La sortie de Koda, le troisième album des Dätcha Mandala, en avril dernier nous a donné l'occasion de discuter un peu avec ce trio bordelais qui sait honorer le rock et toutes ses variations.
Comment s'est passé le processus de création pour Koda ?
JB : Comme à chaque fois finalement, les idées s'amoncellent et lorsque plusieurs riffs, mélodies et ou carrément des morceaux entiers semblent être cohérents ensemble, on décide de les rassembler sur un même album. On passe donc du temps à faire des démos dans le home studio pour travailler, arriver à écrire 10-12 morceaux qui nous plaisent à tous les 3 pour décider qu'il est temps d'aller en studio.
Comment s'est faite la collaboration avec Charles de Schutter (studio ICP et Rec'n'Roll à Bruxelles) pour l'enregistrement et le mix et Jett Galindo (Bakery studio à Los Angeles) pour le mastering ?
JB : C'est le régisseur de la salle de concert le Krakatoa, Marco, qui a conseillé à Jérémy (guitariste du groupe) d'aller écouter le dernier No One Is Innocent, car il trouvait le son super. C'est en se penchant sur les crédits qu'on a vu qu'il avait été produit par Charles de Schutter et après plusieurs investigations sur son travail, on s'est dit qu'on aimerait bien enregistrer avec lui ce troisième album. On lui a donc tout simplement envoyé un mail, auquel il a répondu positivement, et les dés étaient jetés. C'est ensuite lui qui nous a aiguillés vers Jett Galindo, donc nous avons tout simplement suivi ses conseils, et on est très contents du résultat.
Dans chacun de vos albums, vous aimez traverser toutes les époques et variations du rock. Pour Koda, on sent que vous avez voulu explorer le côté plus heavy, presque metal ?
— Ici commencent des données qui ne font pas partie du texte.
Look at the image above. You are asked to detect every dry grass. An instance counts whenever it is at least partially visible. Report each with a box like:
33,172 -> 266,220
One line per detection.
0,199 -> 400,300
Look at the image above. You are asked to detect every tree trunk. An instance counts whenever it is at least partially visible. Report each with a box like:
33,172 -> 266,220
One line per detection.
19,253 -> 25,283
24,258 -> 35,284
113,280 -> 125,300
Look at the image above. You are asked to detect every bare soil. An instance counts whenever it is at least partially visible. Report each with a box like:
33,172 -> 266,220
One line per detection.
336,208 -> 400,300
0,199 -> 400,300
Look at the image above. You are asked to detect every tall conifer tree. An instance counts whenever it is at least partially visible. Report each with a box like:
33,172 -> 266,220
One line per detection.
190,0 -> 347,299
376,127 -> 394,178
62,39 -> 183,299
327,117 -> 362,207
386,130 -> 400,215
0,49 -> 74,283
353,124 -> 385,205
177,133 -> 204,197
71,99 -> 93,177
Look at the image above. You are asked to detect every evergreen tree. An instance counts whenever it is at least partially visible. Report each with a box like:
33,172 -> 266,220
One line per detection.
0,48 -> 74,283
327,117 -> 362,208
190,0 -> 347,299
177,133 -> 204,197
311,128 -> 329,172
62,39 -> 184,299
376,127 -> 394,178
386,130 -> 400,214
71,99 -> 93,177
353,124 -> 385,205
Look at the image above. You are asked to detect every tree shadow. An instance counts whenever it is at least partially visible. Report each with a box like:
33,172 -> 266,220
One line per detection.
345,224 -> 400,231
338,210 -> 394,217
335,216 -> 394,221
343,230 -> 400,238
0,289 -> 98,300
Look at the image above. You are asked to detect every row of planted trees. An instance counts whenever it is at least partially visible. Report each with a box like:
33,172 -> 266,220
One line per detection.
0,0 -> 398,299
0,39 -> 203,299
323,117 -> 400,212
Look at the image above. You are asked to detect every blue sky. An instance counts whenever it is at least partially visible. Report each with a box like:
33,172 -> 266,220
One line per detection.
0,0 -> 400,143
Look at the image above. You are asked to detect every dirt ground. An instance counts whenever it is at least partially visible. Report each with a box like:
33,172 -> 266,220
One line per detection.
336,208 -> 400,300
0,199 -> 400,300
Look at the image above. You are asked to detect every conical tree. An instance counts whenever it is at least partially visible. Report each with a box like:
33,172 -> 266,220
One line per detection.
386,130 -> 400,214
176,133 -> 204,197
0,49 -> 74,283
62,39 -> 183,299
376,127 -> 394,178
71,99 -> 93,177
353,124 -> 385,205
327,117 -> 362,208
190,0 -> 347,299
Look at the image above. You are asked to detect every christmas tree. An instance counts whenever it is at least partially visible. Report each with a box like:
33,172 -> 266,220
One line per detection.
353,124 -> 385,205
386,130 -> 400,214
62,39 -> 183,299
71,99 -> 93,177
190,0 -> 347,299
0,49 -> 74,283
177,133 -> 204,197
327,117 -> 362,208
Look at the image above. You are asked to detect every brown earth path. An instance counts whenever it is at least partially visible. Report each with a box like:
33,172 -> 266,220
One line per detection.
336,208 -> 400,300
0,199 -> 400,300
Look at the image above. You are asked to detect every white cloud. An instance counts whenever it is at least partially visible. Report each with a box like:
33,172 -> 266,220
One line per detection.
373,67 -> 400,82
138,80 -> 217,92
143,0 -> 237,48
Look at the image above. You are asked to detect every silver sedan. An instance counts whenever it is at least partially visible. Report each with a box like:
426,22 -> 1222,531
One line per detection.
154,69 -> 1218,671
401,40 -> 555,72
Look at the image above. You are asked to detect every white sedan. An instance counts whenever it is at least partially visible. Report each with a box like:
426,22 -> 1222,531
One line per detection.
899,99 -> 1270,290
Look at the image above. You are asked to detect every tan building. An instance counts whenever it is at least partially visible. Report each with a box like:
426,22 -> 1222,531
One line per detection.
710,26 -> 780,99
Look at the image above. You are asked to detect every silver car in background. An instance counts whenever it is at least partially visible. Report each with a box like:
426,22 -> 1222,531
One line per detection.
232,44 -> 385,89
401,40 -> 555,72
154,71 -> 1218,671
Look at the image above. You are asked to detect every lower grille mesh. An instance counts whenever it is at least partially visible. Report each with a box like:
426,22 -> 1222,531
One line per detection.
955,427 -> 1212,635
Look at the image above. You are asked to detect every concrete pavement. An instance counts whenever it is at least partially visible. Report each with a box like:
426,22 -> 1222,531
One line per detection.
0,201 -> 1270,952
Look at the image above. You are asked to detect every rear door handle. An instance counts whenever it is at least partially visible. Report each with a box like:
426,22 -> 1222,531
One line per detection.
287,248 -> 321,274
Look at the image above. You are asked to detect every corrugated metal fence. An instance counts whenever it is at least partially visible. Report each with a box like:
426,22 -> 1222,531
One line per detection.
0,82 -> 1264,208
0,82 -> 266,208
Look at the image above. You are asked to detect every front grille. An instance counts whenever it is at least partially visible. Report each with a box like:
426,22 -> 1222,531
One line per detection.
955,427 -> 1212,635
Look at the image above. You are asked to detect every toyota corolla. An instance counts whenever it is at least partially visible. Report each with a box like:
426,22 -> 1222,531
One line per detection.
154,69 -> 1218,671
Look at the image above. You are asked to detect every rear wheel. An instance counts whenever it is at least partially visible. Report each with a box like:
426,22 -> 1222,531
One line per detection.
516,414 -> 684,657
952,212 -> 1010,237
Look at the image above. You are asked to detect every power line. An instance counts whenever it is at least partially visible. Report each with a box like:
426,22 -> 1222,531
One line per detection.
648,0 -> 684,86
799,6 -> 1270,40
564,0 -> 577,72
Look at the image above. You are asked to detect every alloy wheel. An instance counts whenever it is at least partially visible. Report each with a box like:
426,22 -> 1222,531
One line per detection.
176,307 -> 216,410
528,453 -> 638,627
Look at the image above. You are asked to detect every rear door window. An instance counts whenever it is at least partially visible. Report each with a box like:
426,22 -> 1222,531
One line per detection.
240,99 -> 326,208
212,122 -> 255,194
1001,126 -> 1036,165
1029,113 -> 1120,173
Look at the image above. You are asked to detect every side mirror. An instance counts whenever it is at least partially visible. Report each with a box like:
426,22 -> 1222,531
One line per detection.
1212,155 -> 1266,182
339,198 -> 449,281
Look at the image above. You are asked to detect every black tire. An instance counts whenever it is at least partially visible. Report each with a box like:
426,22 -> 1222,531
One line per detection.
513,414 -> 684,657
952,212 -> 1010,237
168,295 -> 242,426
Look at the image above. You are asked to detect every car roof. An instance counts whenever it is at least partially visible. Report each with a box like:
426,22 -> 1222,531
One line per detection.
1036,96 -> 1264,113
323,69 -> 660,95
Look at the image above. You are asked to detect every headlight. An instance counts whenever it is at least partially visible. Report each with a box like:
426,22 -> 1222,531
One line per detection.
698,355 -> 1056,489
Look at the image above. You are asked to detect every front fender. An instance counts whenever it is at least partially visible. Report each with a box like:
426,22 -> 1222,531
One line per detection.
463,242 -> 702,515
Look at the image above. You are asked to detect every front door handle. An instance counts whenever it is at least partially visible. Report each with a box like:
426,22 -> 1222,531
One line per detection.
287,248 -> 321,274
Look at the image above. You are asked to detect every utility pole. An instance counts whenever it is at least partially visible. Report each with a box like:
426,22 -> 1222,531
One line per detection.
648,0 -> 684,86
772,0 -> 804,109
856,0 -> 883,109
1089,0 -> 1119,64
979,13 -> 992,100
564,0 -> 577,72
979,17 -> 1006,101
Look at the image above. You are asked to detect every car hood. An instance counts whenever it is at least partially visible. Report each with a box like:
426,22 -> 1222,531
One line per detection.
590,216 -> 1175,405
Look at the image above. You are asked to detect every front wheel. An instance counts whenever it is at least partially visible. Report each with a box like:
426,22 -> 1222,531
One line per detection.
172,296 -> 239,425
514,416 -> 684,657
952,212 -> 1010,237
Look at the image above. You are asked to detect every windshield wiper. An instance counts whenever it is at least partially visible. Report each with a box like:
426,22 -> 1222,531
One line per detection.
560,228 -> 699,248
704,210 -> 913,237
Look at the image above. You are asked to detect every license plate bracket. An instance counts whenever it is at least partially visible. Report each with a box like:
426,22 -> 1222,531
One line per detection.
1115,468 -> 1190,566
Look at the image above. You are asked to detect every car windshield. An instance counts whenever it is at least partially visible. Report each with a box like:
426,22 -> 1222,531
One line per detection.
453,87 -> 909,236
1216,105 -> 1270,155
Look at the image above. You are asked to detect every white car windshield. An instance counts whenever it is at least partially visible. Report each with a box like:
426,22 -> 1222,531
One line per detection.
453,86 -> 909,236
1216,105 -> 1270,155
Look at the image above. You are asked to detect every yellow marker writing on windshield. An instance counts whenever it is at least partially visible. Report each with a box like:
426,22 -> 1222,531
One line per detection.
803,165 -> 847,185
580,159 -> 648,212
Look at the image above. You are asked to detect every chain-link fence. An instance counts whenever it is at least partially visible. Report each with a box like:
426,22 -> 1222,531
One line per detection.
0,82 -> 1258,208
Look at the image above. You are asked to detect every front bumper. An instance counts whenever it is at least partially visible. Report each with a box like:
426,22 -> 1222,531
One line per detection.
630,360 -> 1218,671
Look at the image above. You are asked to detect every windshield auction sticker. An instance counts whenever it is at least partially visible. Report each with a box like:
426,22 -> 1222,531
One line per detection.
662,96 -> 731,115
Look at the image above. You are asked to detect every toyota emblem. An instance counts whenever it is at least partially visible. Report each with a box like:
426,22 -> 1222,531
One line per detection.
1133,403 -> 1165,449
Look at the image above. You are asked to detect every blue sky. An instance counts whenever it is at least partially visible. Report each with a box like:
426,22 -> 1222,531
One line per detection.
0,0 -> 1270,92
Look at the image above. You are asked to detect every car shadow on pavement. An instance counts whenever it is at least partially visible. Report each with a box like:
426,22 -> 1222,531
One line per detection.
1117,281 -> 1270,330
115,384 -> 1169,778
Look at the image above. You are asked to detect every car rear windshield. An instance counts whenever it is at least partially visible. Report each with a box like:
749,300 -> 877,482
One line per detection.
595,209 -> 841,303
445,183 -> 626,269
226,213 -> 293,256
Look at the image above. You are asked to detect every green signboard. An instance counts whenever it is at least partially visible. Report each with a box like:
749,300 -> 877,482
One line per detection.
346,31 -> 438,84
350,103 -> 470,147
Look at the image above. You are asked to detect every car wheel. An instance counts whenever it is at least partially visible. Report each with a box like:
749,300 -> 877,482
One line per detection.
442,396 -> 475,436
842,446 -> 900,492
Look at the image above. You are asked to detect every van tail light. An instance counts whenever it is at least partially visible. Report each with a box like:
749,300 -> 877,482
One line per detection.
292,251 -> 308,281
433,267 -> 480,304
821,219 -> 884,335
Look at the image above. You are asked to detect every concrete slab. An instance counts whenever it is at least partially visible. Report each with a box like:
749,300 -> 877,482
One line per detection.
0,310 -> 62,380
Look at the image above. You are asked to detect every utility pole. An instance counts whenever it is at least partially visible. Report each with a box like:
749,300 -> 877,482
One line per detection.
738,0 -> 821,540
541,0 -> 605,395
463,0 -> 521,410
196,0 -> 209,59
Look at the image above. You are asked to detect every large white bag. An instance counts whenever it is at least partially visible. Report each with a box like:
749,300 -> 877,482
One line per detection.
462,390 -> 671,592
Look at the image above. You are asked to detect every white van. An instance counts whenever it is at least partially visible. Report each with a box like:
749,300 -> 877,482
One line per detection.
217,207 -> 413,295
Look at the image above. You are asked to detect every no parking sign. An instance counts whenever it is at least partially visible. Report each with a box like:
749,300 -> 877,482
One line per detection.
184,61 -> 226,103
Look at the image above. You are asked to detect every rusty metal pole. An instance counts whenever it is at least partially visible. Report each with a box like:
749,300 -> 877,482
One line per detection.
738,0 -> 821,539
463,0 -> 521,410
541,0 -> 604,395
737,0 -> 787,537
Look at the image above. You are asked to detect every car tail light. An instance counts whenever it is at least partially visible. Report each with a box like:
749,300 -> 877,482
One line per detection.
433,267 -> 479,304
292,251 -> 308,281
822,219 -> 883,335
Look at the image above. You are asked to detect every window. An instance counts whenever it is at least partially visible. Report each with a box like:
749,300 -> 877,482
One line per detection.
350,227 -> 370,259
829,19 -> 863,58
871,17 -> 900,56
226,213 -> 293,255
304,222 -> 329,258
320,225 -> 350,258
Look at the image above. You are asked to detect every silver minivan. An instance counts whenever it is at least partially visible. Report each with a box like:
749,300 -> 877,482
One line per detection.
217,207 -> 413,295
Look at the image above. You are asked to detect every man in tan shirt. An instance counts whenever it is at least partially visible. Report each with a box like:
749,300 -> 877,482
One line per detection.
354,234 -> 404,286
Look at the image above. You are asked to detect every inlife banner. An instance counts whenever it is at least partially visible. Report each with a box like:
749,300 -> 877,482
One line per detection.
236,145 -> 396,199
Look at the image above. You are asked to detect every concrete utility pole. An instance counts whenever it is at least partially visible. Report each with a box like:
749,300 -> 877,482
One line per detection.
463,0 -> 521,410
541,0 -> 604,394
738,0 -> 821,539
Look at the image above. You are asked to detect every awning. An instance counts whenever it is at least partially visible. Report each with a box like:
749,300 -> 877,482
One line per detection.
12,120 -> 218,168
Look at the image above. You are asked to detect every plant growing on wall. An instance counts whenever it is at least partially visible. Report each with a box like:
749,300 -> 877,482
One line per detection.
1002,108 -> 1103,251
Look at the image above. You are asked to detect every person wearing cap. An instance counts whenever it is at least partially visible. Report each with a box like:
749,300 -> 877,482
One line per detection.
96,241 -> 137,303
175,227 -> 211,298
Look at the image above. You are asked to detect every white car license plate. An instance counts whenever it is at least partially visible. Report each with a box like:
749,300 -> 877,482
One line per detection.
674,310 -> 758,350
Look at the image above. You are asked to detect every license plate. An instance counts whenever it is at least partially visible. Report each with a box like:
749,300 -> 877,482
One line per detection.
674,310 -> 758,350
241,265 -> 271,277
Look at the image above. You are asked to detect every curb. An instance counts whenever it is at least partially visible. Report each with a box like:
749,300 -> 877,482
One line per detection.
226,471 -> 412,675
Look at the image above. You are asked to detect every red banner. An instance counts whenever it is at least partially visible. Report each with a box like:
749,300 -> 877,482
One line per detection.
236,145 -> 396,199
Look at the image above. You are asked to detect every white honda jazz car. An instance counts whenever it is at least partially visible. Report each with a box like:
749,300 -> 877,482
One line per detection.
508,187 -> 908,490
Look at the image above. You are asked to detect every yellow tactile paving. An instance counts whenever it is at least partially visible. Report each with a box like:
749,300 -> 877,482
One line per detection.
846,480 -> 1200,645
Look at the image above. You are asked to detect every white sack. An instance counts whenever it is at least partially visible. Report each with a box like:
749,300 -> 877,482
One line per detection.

JB : Oui, mais c'est rarement une volonté conscientisée. Disons que les morceaux de Koda ont sonné naturellement plus heavy, avec des thèmes assez sombres ou graves dans les textes, notamment parce qu'il a été écrit en majorité durant les confinements. C'est d'ailleurs pour cela qu'on a eu envie d'avoir une production résolument plus moderne, pour coller à cet univers plus lourd, et en même temps avec des mélodies plus pop que d'habitude.
"Julietta", en revanche, est un beau retour aux ballades 70's, et vient à contretemps du reste de Koda. Vous souhaitez toujours alterner les ambiances ?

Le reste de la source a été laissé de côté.